Step 2 Review your notes Review your notes to see if there is a theme to your memories. Many autobiographies have one.
Step 3 Organize your thoughts Figure out how you want to organize your story. You don’t have to start at the beginning; you launch the book with a defining event, or even start with the present, and then go back in time. Or organize your life story according to themes.
Step 4 Talk to loved ones Talk to friends and family members to fill in memory gaps and to gain different perspectives on your experiences.
Be aware that the stories you include about others could adversely affect your relationship with them. Consider changing their names to protect their identities.
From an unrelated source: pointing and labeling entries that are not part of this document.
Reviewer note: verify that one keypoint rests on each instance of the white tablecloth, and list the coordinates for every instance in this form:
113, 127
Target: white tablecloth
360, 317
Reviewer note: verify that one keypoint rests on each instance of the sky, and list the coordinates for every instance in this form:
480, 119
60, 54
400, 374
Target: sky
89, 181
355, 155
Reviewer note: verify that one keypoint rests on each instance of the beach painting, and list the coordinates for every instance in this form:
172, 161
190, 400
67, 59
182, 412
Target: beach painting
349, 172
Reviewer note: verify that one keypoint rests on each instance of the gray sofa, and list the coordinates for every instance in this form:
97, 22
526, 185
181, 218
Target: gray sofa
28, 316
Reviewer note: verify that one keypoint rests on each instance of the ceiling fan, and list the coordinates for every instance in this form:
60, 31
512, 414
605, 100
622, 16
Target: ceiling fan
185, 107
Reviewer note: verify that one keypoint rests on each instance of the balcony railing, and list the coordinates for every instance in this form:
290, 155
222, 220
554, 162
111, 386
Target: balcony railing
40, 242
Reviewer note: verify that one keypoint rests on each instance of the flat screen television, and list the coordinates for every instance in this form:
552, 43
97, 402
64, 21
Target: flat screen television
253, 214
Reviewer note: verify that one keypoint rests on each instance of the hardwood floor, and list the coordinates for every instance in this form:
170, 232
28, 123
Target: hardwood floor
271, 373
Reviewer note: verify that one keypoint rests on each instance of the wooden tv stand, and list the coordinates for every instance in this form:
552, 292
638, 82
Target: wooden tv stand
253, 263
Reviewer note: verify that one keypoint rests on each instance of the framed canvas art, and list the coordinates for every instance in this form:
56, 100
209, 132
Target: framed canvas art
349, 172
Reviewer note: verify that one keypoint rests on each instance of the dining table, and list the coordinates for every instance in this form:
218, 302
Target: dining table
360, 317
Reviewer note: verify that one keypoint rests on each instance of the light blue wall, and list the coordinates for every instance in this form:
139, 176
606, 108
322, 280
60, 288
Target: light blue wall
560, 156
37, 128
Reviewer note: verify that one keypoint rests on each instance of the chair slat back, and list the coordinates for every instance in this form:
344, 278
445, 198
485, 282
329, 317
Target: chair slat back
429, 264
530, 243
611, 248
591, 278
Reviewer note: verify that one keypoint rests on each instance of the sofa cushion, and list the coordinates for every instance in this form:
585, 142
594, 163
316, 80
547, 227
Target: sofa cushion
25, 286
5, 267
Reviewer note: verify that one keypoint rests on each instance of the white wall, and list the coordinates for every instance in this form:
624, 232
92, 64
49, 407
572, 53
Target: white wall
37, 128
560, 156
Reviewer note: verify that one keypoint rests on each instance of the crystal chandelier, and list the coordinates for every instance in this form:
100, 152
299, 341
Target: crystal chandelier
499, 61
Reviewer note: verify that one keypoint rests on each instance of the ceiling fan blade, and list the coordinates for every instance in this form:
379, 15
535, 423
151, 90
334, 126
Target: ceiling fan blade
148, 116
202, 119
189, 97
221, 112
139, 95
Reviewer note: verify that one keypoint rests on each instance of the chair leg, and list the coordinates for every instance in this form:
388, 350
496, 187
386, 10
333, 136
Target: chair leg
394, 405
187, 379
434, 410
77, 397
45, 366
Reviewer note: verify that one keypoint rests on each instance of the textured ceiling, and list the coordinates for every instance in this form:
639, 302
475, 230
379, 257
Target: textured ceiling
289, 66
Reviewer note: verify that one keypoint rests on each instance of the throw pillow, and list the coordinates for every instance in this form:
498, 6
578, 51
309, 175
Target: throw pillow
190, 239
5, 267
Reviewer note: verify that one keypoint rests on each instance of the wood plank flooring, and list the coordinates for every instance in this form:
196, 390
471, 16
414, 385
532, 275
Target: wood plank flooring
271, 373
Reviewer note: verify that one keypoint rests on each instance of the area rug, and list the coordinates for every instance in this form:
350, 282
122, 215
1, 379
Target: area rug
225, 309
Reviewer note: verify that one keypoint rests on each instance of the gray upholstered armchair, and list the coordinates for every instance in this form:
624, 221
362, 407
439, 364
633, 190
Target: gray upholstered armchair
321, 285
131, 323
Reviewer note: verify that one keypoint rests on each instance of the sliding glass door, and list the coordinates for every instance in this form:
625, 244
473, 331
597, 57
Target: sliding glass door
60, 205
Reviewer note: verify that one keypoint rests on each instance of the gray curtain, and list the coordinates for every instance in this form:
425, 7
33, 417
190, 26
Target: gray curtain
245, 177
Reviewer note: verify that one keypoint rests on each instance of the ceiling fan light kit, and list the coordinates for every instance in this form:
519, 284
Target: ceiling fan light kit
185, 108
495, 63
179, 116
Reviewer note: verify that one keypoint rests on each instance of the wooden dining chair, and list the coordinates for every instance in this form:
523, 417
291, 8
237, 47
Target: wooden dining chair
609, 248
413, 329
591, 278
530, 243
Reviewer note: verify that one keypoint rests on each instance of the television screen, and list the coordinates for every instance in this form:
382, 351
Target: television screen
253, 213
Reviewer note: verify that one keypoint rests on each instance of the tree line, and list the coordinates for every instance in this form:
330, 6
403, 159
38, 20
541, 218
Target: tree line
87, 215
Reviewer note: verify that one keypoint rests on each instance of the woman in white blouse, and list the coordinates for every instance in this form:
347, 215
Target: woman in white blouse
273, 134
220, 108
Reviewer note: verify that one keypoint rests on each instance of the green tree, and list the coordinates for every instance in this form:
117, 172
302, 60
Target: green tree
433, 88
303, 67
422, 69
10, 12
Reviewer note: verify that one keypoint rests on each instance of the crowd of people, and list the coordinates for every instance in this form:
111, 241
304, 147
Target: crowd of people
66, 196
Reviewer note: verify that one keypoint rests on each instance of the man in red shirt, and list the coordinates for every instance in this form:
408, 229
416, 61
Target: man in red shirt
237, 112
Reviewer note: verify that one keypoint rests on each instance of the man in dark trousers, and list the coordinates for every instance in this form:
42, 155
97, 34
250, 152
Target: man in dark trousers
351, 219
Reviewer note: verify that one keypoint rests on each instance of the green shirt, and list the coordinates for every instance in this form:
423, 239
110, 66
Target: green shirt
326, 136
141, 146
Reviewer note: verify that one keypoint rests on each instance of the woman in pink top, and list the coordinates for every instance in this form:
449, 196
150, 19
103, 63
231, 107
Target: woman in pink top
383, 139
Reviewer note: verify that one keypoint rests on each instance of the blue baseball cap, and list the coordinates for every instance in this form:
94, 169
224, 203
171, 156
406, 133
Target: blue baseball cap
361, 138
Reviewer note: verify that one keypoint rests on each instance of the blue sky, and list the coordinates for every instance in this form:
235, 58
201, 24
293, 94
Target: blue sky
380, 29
Step 5 Be descriptive Once you start writing, write descriptively. Don’t just chronicle the major events in your life; transport the reader with vivid accounts of how everything looked, smelled, felt, and sounded. Include dialogue: Snippets of conversations can really make memories come alive.
Step 6 Be honest Above all, be honest. An autobiography won’t ring true to your readers — or be cathartic for you — if you don’t bare your soul.
Did You Know:
Actress Drew Barrymore wrote her autobiography, Little Girl Lost, when she was 14.